A possible contender is an indicator based on the number of people
from ethnic minorities detained under the Mental Health Act 1983,
but there are worries that this could create “a perverse incentive”
not to use the act when necessary, such as where someone is at risk
of suicide.

Control and restraint have been key topics during the Bennett
inquiry, given the circumstances in which Bennett died. The Mental
Health Act Commission told the inquiry that, around the time that
Bennett died, control and restraint may have been a factor in the
deaths of 22 detained patients. After this, the number of deaths
rose to 24 in 2000 before falling to 10 in 2001 and seven in 2002.
Appleby says that national guidance and training are needed, and
says that the National Institute for Clinical Excellence is
preparing guidance on the management of violence.

He says that, throughout his professional life, it has been clear
that there have been problems in providing satisfactory mental
health care for people from ethnic minorities.

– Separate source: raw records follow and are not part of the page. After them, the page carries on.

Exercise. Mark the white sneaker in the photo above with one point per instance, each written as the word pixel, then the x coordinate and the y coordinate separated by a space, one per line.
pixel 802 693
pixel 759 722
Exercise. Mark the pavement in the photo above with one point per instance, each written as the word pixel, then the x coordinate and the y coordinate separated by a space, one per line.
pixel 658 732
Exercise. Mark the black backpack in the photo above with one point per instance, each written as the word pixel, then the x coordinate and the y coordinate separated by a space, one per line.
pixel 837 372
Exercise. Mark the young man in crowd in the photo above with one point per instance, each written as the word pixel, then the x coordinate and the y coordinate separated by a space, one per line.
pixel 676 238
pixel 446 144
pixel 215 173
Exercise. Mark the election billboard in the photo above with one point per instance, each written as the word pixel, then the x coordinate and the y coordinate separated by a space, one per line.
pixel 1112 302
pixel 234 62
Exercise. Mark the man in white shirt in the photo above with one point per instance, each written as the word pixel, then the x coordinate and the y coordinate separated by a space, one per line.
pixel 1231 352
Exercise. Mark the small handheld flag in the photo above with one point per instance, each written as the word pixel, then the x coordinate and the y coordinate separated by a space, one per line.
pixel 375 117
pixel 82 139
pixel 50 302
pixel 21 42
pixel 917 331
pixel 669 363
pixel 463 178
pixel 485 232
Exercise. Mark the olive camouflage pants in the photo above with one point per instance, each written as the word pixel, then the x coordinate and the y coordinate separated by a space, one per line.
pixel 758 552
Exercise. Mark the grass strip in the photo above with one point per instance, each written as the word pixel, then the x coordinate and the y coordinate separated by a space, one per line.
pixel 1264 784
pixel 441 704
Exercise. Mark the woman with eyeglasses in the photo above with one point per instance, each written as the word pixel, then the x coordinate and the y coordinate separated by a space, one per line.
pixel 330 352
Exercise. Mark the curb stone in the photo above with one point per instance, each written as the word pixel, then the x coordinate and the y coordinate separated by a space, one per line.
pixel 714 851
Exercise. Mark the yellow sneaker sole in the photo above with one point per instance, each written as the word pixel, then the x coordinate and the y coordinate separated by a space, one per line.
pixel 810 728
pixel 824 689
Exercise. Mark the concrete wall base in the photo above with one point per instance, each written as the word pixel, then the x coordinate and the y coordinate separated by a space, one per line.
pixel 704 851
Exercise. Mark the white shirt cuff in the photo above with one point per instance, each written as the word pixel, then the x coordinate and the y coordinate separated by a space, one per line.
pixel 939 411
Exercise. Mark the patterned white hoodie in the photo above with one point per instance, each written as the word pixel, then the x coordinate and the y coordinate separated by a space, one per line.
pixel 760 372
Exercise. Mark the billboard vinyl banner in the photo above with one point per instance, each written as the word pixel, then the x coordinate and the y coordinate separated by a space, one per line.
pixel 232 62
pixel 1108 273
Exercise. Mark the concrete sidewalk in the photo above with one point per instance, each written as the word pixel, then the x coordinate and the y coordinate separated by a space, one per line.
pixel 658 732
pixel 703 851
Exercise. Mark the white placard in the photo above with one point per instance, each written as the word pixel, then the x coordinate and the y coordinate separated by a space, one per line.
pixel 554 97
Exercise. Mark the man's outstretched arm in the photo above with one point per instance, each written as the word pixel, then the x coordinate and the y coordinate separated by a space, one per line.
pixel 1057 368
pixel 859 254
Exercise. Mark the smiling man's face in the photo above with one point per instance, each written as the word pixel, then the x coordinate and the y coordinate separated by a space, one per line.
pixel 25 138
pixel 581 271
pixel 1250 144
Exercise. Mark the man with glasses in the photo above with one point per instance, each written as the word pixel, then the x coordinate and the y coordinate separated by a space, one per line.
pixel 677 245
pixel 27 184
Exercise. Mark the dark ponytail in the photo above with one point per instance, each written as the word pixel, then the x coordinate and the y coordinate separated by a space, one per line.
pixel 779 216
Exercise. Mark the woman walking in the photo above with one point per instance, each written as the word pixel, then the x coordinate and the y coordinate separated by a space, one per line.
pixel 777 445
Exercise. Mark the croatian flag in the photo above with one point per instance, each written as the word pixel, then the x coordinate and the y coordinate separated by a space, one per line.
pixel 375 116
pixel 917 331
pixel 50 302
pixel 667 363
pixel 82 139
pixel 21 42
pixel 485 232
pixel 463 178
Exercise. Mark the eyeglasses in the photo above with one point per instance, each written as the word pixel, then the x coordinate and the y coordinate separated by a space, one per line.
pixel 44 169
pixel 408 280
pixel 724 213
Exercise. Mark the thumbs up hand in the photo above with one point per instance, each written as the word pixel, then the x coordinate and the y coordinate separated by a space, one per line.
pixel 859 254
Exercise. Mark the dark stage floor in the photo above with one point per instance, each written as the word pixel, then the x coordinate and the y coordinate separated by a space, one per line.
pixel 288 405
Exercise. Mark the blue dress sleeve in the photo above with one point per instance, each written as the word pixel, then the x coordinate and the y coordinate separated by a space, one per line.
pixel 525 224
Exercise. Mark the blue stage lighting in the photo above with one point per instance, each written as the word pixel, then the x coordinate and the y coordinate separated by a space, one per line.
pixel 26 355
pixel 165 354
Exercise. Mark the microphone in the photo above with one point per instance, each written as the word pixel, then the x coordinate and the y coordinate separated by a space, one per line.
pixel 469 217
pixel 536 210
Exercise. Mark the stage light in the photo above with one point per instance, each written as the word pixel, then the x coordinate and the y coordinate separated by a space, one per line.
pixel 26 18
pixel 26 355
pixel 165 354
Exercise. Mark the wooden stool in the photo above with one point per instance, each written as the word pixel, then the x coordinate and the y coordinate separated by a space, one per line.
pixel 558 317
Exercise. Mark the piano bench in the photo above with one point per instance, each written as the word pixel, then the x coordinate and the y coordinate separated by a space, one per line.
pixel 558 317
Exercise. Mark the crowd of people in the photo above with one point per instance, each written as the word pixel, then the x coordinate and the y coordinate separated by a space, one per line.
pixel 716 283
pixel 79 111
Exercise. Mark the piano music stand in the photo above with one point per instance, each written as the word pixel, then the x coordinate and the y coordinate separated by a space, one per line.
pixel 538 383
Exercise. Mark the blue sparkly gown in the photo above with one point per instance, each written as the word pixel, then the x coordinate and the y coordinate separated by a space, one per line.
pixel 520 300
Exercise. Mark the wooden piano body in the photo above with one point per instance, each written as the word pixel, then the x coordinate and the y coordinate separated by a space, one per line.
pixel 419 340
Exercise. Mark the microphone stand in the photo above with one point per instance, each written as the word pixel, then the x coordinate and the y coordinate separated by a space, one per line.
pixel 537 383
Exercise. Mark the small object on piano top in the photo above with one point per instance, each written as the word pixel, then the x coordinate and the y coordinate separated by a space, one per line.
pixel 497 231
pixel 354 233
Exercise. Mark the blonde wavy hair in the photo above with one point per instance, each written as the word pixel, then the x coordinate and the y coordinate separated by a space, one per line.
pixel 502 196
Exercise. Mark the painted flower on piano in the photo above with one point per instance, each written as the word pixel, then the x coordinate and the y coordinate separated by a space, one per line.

Little progress in
addressing the issue has been made because the NHS has not
responded appropriately, he says, with mental health failing to
reach the top of the priority list.

But Sashidharan takes a stronger view of why there has been so
little progress. “The Department of Health and the NHS are
paralysed in relation to race and ethnicity,” he says. “Whatever
might be the recommendations arising out of major events or
investigations, institutions that have no commitment to challenging
and eradicating ethnic inequalities will not be able to implement
them.”

The report resulting from the David Bennett inquiry is expected
towards the end of the year, and the government has a duty to
respond.

“Why will it happen differently this time? Because we won’t allow
it to drift this time,” says Appleby. He is aware that his personal
reputation is at stake should mental health services for people
from ethnic minorities fail to improve.

“It goes beyond being a health issue. It’s a social and moral
issue,” Appleby says. “There probably isn’t a single area of mental
health that is more important to get right. There will come a time
when I will hang up my Department of Health boots, and I want to be
able to say several important things have changed as a result of my
time in the DoH. And one of them has got to be this.”